Non meno importante la preghiera ecumenica a Ground Zero, il luogo dell’attentato dell’11 settembre 2001, e il discorso alle Nazioni Unite, dove risuona ancora l’eco delle parole pronunciate dai Papi Paolo VI, Giovanni Paolo II e Benedetto XVI. Francesco porterà la voce della chiesa, certamente, e dunque la necessità di trovare una nuova strategia di presenza dell’organismo internazionale, il cui ruolo è sempre più importante nella realtà internazionale. Ma porterà anche le attese e le speranze del sud del mondo, dei poveri, di coloro che cercano un futuro migliore lasciandosi alle spalle la loro terra, le loro case. Un discorso che non potrà non tener conto che l’appuntamento di ottobre sarà dedicato proprio al tema dell’immigrazione, nel 70mo anniversario della nascita dell’Onu.

A Philadelphia, infine, l’appuntamento è con le famiglie riunite nell’incontro mondiale, alla vigilia del Sinodo dei vescovi, che si aprirà in Vaticano il 4 ottobre, festa di San Francesco. Ci sarà anche una delegazione iraniana e una famiglia siriana all’incontro americano, proprio per dare un ulteriore contributo a ripensare il ruolo della famiglia nella società multietnica e multiculturale, segnata anche da una diversità religiosa. Per il Papa è il tempo di rilanciare l’alleanza fra uomo e donna, intesa che unione in grado di contribuire alla crescita della società alla luce del bene comune.

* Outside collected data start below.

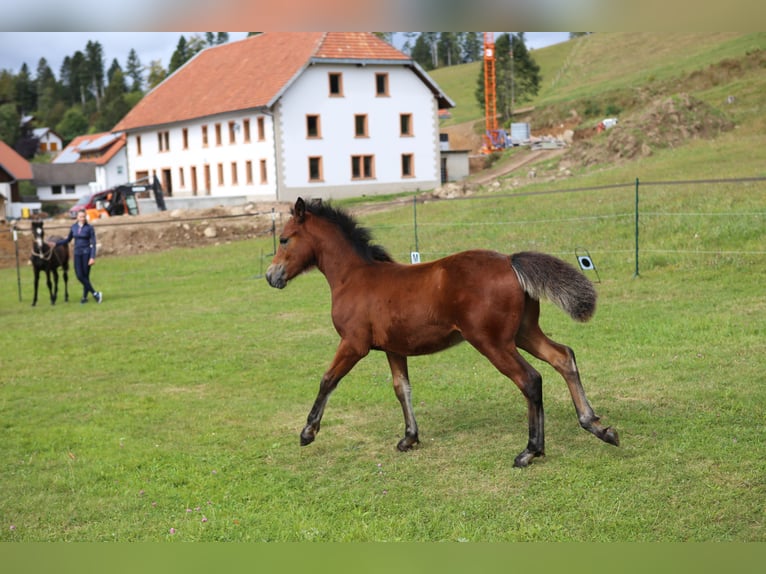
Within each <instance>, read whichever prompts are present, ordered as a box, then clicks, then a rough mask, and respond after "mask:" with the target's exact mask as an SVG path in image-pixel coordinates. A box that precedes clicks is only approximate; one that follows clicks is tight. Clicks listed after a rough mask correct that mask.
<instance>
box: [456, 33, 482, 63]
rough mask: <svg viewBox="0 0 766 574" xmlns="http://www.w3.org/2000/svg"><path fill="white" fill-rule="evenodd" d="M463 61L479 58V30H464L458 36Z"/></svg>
mask: <svg viewBox="0 0 766 574" xmlns="http://www.w3.org/2000/svg"><path fill="white" fill-rule="evenodd" d="M460 43H461V48H462V52H463V62H476V61H478V60H479V58H481V48H482V37H481V32H465V33H463V34H462V36H461V38H460Z"/></svg>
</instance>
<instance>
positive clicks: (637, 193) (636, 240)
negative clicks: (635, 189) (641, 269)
mask: <svg viewBox="0 0 766 574" xmlns="http://www.w3.org/2000/svg"><path fill="white" fill-rule="evenodd" d="M633 277H634V278H635V277H638V178H636V271H635V273H634V274H633Z"/></svg>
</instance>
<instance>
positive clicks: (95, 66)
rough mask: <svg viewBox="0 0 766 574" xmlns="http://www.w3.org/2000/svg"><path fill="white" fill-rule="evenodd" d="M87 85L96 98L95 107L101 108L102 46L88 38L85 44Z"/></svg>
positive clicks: (103, 52)
mask: <svg viewBox="0 0 766 574" xmlns="http://www.w3.org/2000/svg"><path fill="white" fill-rule="evenodd" d="M85 55H86V62H87V70H88V79H89V86H90V89H91V92H92V94H93V97H94V98H95V99H96V109H100V108H101V98H103V97H104V48H103V47H102V46H101V44H100V43H99V42H93V41H90V40H88V43H87V44H86V45H85Z"/></svg>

Si tratta di guardare alle situazioni diverse in cui si trova a vivere la famiglia – le unioni diverse da quella tra un uomo e una donna; la fragilità del rapporto matrimoniale; le separazioni, e di conseguenza i sacramenti per i divorziati risposati – e alle risposte possibili nella fedeltà al Vangelo ma anche nel segno dell’accoglienza e della misericordia. Ci vuole una rinnovata pastorale della famiglia che non sia ancorata al passato ma sappia leggere le nuove sfide. Perché se è vero che la chiesa oggi è “ospedale da campo” come dice Francesco, è altrettanto vero che il Sinodo dovrà avere la capacità di dialogare con il mondo e non solo con la sua cronaca. Perché è nella famiglia che si impara l’alfabeto del dialogo, della solidarietà, dell’amicizia, dell’amore verso il prossimo e verso gli ultimi.